How much can you save? Consider this example.
Larry has a $5,000 personal loan at 9% interest with a three-year time line. Under his current repayment terms, his monthly payment is $159 per month, and his total repayment cost over three years would be $5,724.
Larry applied for a balance transfer card and qualified for one that had an introductory offer of 0% APR for 18 months. The card had a 3.00% balance transfer fee, which added $150 to his balance.
If he kept making the same monthly payment he had before — $159 — he’d pay off his debt in 33 months and pay a total of $5,400.08 — a savings of $323.86.
If he increases his payments to pay off the debt within the promotional offer period, he will pay $127.11 more per month, bringing his monthly payment to $286.11. If he went with this approach, he’d repay just $5,150 — the amount of the transferred balance and balance transfer fee — and no interest.
Pro: You Could Become Debt-Free Faster
If you paid off your debt within the introductory period, you’d save money, and you’d also be out of debt much faster. In the above example, Larry would have to increase his payments to $286.11 to pay off his debt within the promotional period. By doing that, he’d pay off his debt 18 months earlier than originally scheduled.
Eliminating debt can improve your credit and allow you to pursue other financial goals, like boosting your retirement savings rate.
Pro: You Can Simplify Your Repayment
If you have multiple forms of debt, such as personal loans and several credit cards, keeping track of multiple payments and due dates can be overwhelming. By taking advantage of a balance transfer, you can simplify things.
“Balance transfers can even let you consolidate multiple debts that you have and streamline your finances,” said Schulz.
Con: Balance Transfer Fees
When deciding if a balance transfer is right for you, make sure you account for balance transfer fees. Balance transfer fees are usually 3% to 5% and are calculated based on the amount you transfer over. Depending on the amount of debt you transfer and the fee, it could reduce the effectiveness of the transfer.
Con: High APR After the Introductory Offer Expires
In general, credit cards have much higher APRs than personal loans. The average APR for personal loans was 10.28% as of January 31, according to Bankrate. For the same time period, the average APR for credit cards that assessed interest was 16.44%.
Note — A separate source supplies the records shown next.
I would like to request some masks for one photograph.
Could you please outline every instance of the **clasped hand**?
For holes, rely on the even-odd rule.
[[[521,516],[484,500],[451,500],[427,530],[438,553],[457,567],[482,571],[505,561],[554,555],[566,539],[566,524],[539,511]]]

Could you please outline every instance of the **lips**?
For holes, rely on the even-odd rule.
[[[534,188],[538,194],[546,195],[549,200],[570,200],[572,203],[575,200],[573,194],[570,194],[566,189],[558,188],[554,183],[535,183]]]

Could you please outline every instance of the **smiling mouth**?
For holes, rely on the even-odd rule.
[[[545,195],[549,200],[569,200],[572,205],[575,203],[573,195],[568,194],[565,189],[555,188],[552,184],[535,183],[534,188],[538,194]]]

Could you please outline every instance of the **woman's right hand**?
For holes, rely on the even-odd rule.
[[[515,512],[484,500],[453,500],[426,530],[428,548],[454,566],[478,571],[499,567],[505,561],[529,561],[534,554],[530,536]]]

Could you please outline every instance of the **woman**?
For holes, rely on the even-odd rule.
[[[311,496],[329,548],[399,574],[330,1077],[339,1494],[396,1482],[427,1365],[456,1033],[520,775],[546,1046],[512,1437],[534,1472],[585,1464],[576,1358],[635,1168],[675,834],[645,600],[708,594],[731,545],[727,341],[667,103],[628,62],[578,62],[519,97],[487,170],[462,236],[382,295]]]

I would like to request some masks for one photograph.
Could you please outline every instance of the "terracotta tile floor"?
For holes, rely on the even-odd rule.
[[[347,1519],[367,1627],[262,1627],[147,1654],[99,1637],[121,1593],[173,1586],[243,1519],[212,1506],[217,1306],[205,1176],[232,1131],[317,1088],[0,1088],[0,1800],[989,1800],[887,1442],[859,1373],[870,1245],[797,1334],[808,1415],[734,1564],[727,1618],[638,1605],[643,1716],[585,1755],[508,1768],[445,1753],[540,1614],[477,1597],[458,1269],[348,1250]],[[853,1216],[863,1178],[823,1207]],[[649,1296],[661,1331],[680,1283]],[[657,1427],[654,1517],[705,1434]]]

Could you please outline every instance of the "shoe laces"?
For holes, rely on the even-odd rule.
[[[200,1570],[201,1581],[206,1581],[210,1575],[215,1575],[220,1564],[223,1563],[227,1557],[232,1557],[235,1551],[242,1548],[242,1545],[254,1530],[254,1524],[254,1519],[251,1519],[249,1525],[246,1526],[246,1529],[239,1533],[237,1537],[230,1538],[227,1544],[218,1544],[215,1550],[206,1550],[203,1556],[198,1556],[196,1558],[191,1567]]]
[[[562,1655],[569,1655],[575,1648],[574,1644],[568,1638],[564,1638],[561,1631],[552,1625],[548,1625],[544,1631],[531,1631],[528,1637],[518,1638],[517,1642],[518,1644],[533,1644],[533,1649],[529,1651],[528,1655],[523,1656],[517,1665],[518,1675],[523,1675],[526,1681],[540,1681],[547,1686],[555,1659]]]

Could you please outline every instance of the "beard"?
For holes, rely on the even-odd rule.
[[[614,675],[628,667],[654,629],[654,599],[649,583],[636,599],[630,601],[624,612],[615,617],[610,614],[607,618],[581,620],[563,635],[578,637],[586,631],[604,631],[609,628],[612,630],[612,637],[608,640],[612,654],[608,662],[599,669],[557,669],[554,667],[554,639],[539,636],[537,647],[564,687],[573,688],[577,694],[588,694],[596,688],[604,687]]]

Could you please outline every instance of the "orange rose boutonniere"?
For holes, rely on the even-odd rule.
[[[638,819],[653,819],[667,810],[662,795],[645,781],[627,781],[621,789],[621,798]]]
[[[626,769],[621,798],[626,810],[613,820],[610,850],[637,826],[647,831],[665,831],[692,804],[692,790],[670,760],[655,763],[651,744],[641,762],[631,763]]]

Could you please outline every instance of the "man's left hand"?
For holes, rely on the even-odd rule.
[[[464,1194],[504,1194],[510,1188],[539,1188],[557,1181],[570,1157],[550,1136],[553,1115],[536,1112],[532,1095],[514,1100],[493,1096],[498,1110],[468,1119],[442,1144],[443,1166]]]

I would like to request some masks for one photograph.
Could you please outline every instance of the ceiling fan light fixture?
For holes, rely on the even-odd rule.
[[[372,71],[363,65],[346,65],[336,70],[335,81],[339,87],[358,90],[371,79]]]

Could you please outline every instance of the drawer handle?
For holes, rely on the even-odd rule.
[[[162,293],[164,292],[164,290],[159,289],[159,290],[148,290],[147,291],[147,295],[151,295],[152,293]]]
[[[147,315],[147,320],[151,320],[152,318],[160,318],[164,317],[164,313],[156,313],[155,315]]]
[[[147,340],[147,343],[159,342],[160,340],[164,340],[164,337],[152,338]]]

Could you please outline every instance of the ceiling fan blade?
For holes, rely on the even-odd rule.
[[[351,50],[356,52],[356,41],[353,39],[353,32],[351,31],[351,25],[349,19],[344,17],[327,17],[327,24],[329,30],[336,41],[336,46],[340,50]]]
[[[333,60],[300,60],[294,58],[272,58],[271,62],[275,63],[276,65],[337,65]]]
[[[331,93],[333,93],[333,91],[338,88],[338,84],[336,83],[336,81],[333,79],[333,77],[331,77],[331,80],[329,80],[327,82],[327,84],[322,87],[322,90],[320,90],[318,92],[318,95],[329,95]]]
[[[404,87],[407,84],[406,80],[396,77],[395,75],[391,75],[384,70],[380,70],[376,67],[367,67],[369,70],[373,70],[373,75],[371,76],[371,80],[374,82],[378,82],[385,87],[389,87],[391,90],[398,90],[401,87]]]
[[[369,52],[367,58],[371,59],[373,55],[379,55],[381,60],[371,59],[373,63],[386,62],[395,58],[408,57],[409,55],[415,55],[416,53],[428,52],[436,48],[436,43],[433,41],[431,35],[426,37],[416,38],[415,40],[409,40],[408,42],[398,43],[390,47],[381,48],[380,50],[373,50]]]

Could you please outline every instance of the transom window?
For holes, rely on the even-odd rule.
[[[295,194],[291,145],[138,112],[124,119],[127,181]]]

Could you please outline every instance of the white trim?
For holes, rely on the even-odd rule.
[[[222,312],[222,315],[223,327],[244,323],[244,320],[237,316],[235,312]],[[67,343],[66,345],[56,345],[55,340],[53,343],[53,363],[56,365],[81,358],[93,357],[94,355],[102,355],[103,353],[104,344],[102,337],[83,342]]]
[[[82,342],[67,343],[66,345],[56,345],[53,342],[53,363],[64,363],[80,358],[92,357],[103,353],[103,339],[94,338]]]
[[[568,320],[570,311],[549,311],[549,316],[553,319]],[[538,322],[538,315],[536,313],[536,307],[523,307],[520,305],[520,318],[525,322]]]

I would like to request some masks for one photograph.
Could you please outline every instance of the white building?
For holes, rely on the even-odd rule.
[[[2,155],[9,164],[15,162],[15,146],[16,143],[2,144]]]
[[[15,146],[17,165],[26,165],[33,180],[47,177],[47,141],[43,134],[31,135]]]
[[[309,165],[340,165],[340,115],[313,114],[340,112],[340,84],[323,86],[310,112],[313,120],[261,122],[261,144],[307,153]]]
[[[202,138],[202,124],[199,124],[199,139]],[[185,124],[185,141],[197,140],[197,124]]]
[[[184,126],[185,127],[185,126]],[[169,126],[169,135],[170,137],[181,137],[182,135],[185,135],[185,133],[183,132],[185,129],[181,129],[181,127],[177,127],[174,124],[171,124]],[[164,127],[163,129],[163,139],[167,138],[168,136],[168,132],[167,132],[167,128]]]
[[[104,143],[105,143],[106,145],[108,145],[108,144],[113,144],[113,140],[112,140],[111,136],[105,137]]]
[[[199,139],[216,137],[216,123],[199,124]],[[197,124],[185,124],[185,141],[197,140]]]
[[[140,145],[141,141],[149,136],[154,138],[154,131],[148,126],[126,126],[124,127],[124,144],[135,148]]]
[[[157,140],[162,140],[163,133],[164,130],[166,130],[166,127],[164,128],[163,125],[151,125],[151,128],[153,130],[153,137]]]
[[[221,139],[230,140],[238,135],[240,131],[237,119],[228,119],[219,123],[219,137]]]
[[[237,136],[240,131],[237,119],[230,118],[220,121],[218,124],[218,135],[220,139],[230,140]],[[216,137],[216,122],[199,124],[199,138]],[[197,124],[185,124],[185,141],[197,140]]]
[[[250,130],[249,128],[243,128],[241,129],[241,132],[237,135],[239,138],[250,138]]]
“If you open a balance transfer credit card, make sure you pay it off during the introductory period,” advises Shon. “Otherwise, interest rates will be so high your debt will be even more astronomical.”
Con: A Transfer Doesn’t Solve the Root Cause of Debt
Although a balance transfer can be a helpful tool, it doesn’t solve what got you into debt in the first place. Without addressing that problem, you could just worsen the issue and end up even more in debt.
Con: May Be Additional Stipulations and Limitations
Not all credit card issuers allow you to use a balance transfer card to pay off a personal loan, or they may not allow you to use the card to pay off a loan from the same bank.
“For example, if you have a loan from Citi, you can’t transfer that to a Citi credit card,” says Shon. “Instead, you have to find a different bank or nonaffiliated bank for that transfer.”
To find out if you can transfer a personal loan to a balance transfer credit card, contact the card issuer directly.